Google is jeopardizing its future for the current gain. China’s internet market for Google is not significant, at least from a revenue standpoint. Google has been investing in China to cultivate the business, with the cooperation with China Mobile, acquisitions of XunLei and other companies. All such investments have not seen any significant returns. The most successful investment, and probably it is what is keeping Google’s operation in China now, is Google’s investment, and the following exit of Baidu, China’s biggest search engine. Google invested in Baidu with US$ 5 million to take a 5% strategic stake in the company, and exited in 2006 with more than US$ 60 million return so that, as Google announced, the company can focus its own efforts in China without any conflicts of interests. Baidu’s investment has helped Google not losing money in China. But besides that, Google has not been successful in any of the company’s operations in China. And this might be the major cause that Google’s top management is trying to figure out what the company could do more.

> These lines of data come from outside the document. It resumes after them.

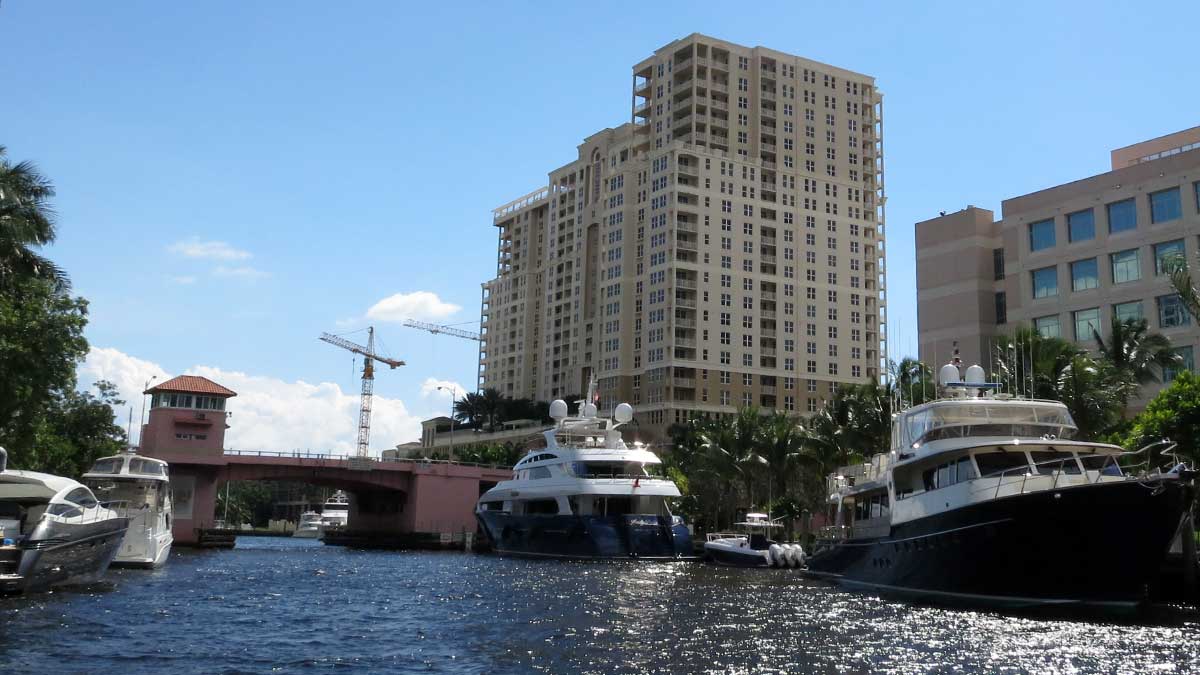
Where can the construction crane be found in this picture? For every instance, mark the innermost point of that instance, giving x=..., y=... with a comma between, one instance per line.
x=369, y=358
x=443, y=329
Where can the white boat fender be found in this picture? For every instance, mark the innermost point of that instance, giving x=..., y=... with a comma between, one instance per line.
x=775, y=556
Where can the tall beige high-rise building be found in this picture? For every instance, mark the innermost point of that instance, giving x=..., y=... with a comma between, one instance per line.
x=1066, y=260
x=723, y=249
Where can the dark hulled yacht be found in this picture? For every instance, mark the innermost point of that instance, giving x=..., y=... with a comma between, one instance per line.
x=586, y=495
x=985, y=500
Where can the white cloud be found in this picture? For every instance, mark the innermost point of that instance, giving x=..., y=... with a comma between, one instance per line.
x=430, y=389
x=240, y=272
x=195, y=248
x=270, y=413
x=421, y=305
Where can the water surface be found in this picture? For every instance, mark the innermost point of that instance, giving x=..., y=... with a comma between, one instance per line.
x=294, y=605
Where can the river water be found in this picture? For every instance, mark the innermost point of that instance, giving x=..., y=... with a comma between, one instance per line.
x=291, y=605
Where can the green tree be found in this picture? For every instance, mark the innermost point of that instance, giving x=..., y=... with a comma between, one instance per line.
x=27, y=223
x=41, y=344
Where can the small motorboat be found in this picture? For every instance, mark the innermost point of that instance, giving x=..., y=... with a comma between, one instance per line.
x=753, y=547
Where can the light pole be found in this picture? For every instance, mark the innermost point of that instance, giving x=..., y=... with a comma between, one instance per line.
x=142, y=417
x=451, y=388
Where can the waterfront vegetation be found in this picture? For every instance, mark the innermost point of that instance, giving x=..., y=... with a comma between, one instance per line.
x=46, y=424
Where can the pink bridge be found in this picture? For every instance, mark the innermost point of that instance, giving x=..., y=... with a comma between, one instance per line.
x=387, y=497
x=186, y=428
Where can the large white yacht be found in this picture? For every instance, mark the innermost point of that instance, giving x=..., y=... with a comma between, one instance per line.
x=336, y=512
x=586, y=495
x=142, y=489
x=987, y=500
x=54, y=531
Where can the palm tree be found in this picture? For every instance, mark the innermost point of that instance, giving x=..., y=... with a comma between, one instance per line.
x=1135, y=352
x=27, y=222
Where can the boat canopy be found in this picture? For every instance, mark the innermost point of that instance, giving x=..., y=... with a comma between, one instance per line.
x=982, y=417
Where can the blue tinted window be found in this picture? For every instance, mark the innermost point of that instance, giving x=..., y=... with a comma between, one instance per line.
x=1084, y=275
x=1122, y=215
x=1080, y=226
x=1045, y=282
x=1165, y=205
x=1041, y=234
x=1171, y=311
x=1165, y=254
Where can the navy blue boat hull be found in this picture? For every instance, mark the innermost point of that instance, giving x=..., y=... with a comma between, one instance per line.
x=1099, y=545
x=621, y=537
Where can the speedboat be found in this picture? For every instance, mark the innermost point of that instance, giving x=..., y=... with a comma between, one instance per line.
x=586, y=495
x=141, y=490
x=309, y=526
x=54, y=531
x=751, y=547
x=988, y=500
x=336, y=511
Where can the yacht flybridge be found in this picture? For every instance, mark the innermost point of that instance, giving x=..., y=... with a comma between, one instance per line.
x=987, y=499
x=141, y=490
x=586, y=495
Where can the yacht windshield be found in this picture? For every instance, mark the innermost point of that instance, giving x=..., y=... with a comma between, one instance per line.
x=957, y=419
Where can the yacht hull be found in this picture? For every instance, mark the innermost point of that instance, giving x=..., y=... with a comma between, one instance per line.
x=617, y=537
x=61, y=554
x=1099, y=544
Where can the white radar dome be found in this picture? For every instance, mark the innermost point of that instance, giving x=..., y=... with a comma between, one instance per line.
x=558, y=408
x=976, y=375
x=623, y=413
x=948, y=374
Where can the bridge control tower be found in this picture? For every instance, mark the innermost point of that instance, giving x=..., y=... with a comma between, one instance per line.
x=186, y=413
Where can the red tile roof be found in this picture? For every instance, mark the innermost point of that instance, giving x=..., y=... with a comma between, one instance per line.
x=192, y=384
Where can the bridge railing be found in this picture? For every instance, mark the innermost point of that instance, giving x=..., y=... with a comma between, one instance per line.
x=330, y=457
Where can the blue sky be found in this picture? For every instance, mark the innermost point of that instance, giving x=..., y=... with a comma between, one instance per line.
x=346, y=153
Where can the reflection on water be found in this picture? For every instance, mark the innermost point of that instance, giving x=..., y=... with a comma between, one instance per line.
x=294, y=605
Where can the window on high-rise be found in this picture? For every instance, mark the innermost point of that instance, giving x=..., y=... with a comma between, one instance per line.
x=1127, y=311
x=1168, y=254
x=1126, y=266
x=1042, y=234
x=1045, y=281
x=1085, y=275
x=1080, y=226
x=1048, y=326
x=1171, y=312
x=1165, y=205
x=1122, y=215
x=1086, y=322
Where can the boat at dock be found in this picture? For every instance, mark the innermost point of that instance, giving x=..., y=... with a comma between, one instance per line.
x=53, y=531
x=753, y=547
x=586, y=495
x=142, y=489
x=988, y=500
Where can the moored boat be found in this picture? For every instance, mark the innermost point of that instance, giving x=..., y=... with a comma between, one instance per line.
x=139, y=489
x=988, y=500
x=53, y=531
x=586, y=495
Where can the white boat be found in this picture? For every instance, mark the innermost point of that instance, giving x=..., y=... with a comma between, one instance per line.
x=53, y=531
x=142, y=488
x=586, y=495
x=309, y=526
x=753, y=547
x=988, y=500
x=336, y=511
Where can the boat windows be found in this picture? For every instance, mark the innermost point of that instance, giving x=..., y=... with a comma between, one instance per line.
x=111, y=465
x=1048, y=463
x=1105, y=464
x=541, y=507
x=1002, y=463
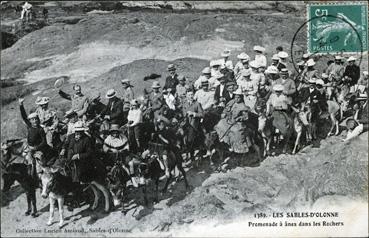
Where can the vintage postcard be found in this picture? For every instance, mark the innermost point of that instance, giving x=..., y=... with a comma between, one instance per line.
x=184, y=119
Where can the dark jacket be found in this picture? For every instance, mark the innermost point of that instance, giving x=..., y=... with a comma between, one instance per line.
x=224, y=95
x=115, y=110
x=353, y=72
x=171, y=83
x=82, y=169
x=36, y=137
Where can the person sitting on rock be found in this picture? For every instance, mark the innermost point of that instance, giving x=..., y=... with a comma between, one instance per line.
x=127, y=92
x=80, y=102
x=172, y=80
x=36, y=139
x=206, y=74
x=241, y=65
x=48, y=119
x=114, y=110
x=115, y=145
x=354, y=129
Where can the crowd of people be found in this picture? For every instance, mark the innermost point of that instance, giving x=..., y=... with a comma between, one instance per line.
x=226, y=100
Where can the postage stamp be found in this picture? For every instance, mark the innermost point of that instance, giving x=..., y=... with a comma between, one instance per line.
x=337, y=27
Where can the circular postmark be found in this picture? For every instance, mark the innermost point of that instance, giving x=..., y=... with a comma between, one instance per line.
x=328, y=34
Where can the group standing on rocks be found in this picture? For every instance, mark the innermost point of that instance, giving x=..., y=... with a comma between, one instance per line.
x=231, y=110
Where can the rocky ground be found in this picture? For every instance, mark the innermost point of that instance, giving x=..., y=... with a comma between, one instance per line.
x=98, y=44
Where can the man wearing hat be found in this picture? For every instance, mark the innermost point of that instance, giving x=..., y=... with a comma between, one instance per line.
x=134, y=126
x=288, y=84
x=351, y=74
x=241, y=65
x=116, y=144
x=309, y=74
x=156, y=99
x=182, y=88
x=227, y=63
x=335, y=71
x=275, y=60
x=36, y=139
x=81, y=153
x=260, y=59
x=80, y=102
x=221, y=92
x=48, y=119
x=172, y=80
x=255, y=76
x=282, y=60
x=205, y=74
x=354, y=129
x=215, y=67
x=277, y=100
x=204, y=96
x=114, y=110
x=127, y=92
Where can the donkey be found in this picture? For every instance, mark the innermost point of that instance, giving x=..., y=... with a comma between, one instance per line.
x=56, y=186
x=18, y=172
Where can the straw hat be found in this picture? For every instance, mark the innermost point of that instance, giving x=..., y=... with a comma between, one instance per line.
x=114, y=127
x=254, y=64
x=32, y=115
x=215, y=63
x=70, y=113
x=310, y=63
x=275, y=57
x=243, y=56
x=206, y=70
x=278, y=87
x=171, y=67
x=324, y=76
x=284, y=71
x=238, y=91
x=271, y=70
x=78, y=126
x=110, y=94
x=351, y=58
x=258, y=48
x=42, y=100
x=245, y=73
x=319, y=82
x=282, y=55
x=226, y=53
x=155, y=84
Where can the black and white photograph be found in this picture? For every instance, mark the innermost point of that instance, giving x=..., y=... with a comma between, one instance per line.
x=184, y=119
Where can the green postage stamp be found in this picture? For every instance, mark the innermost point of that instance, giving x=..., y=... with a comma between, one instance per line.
x=335, y=27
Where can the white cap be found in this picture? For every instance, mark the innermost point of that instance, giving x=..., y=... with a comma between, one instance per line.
x=282, y=55
x=243, y=56
x=32, y=115
x=254, y=64
x=111, y=93
x=278, y=87
x=310, y=62
x=206, y=70
x=319, y=81
x=351, y=58
x=226, y=53
x=271, y=70
x=259, y=48
x=215, y=63
x=275, y=57
x=238, y=91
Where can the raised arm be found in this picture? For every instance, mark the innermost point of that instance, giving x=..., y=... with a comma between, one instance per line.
x=23, y=113
x=65, y=95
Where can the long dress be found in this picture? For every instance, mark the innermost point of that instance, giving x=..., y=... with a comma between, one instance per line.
x=234, y=132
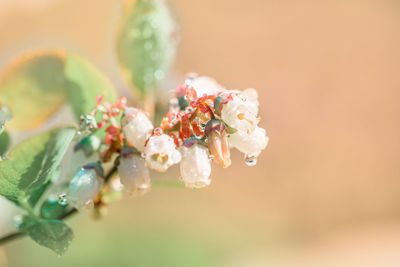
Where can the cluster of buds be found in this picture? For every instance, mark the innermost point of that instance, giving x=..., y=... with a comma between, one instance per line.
x=203, y=123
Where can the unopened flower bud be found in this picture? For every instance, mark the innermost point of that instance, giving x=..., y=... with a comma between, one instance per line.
x=85, y=185
x=134, y=174
x=251, y=144
x=241, y=112
x=160, y=152
x=218, y=142
x=195, y=166
x=136, y=127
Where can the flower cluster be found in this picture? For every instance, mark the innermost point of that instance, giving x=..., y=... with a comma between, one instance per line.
x=203, y=123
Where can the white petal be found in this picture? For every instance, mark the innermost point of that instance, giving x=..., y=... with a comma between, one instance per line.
x=160, y=153
x=134, y=174
x=251, y=144
x=239, y=112
x=195, y=166
x=137, y=128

China’s internet market is of high significance for Google’s future development though, not from a market size point of view, but more for Google to achieve its mission. China already has the most internet users, and the local market has developed features and trends that are different from any other markets in the world. Without China, Google’s network and information will never be complete. Google will lose its faith and royalty from Chinese employees and talents. Chinese software engineers have always been a significant contribution power in the software industry. Especially under the leadership of Mr. Li Kaifu, who previously managed the Microsoft Research Center. The local employees in Google’s Beijing office were not aware of the decision from Mountain View until they read the news by themselves. They were left behind. Google may think that with a proper settlement with each of the local employees, they will still be loyal to the company. Never. Even Google stays in China and keeps everyone, some of them will still feel abandoned, and the damage is hard to recover.

Well, when I am thinking about what other damages this incident could cause, obviously Chinese customers and distributors are not on Google’s list. The revenue is not significant for the company, and the distributors are those who are using Google to make money anyway, so why do they care for now? And thus the long term damage is there then, if Google exits, don’t come back because people will remember.

Or, on the other hand, maybe the people from Mountain View are indeed that smart that, with such an event, Google will surely increase its popularity and brand awareness among the Chinese internet users. Just like a few months ago, when a Chinese interest user found out that Google provides links to many pornographic sites, it helped Google increased its traffic many times. This time Google will leverage on the Chinese government’s action to increase its traffic again. But whether this kind of traffic increase is what the company has desired is another question.

While other people may praise Google for standing on the right side of history, I would argue that Google has made a mistake due to its own complacency, lack of knowledge and experience in China, and the company’s unwillingness to learn from a different culture and market.